Abstract
Background. Determination of Rh-affiliation is mandatory for donors and recipients, surgical patients, pregnant women, etc. There are variants of the D antigen that are difficult to identify by serological methods, for example, a weak D antigen.
Aim. Determination of Rh-affiliation using genotyping in difficult cases, when the use of serological methods does not allow obtaining a reliable result.
Material and methods. We studied blood samples from donors (n=18), pregnant women (n=17) and patients with hematological diseases (n=15): 22 men and 28 women, median age 36 years (25 to 54 years). Serologically, antigen D was determined by gel technology in ID-cards and in an indirect antiglobulin test with anti-D-IgG reagent. Weak D antigen variants were diagnosed and phenotype determined using polymerase chain reaction with allele-specific primers. For significance of differences in the frequency of types of weak antigen D, a nonparametric statistical method using a two-tailed Fisher's exact test was used. Differences were considered statistically significant at p 0.05.
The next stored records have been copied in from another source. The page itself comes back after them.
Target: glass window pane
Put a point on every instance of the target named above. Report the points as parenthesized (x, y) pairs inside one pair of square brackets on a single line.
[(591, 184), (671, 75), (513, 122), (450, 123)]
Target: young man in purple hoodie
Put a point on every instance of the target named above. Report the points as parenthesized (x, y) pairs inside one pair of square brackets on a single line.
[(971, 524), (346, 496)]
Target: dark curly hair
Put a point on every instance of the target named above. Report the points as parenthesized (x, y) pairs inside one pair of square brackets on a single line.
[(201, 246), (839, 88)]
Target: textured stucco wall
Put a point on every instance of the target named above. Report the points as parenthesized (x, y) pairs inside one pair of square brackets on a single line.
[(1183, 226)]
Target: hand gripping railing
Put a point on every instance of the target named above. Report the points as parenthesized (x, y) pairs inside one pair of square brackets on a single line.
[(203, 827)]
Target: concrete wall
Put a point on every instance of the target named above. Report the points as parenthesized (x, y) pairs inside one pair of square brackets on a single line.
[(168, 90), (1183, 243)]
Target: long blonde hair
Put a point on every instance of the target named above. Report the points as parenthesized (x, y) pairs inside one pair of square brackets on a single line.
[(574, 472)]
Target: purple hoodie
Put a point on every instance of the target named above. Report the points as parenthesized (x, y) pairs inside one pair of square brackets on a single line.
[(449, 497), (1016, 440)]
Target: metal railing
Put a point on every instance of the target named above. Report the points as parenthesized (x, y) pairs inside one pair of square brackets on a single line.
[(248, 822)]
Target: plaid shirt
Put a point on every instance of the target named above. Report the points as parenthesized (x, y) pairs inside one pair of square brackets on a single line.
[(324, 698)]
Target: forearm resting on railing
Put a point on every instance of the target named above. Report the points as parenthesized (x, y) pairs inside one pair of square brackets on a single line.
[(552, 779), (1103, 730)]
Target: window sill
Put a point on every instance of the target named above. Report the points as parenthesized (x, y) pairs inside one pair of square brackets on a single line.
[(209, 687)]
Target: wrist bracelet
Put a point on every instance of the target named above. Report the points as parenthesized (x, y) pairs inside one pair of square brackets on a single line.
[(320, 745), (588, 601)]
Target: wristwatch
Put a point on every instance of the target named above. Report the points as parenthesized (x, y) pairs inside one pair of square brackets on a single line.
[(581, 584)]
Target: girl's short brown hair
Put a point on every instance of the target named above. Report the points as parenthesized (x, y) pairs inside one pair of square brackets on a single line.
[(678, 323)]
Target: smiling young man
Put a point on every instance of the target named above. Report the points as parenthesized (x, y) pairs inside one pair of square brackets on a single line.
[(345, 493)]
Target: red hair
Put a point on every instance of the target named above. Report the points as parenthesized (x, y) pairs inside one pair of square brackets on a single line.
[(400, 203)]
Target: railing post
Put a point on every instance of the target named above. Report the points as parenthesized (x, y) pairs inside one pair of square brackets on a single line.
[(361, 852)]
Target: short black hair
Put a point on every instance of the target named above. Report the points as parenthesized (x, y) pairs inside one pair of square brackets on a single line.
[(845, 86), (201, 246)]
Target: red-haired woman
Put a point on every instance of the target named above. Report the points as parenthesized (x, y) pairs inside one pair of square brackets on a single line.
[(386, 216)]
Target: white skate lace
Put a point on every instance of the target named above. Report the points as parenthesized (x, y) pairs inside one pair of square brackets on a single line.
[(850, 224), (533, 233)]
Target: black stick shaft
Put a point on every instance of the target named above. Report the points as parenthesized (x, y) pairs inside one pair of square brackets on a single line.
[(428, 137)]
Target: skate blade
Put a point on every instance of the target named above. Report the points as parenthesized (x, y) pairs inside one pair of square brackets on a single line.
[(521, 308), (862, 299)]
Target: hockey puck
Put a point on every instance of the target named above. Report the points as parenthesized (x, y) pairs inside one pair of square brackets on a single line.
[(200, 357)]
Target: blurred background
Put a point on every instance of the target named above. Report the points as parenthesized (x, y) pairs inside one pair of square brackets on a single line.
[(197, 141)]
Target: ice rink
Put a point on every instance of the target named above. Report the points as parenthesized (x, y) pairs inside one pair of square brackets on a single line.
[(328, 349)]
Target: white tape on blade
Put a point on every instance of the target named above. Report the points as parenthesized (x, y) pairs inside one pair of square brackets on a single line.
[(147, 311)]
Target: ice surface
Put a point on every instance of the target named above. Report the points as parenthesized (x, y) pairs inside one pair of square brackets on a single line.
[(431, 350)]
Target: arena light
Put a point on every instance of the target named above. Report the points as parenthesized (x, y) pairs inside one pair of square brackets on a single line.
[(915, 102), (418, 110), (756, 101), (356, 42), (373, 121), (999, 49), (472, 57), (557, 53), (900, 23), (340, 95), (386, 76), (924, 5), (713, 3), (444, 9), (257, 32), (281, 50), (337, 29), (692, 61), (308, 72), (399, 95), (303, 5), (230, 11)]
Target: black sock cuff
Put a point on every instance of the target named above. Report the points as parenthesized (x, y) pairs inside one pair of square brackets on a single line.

Results. The use of genotyping made it possible to detect the presence of a weak antigen D in 41 samples. Its specificity was represented by the following types: 1; 1.1; 2; 3. Other types of weak antigen D [4; 4.0; 4.1; 4.2 (DAR); 5; 11; 14; 15; 17] were absent. The study of the phenotype of erythrocyte antigens of the Rhesus system using genotyping revealed the predominance of the Ccee phenotype in people with a weak D antigen. Significant differences in the frequency of types of this antigen were revealed.
Conclusion. The use of molecular genetic typing made it possible to determine the types of the weak antigen D and to accurately determine the Rh-affiliation of the subjects.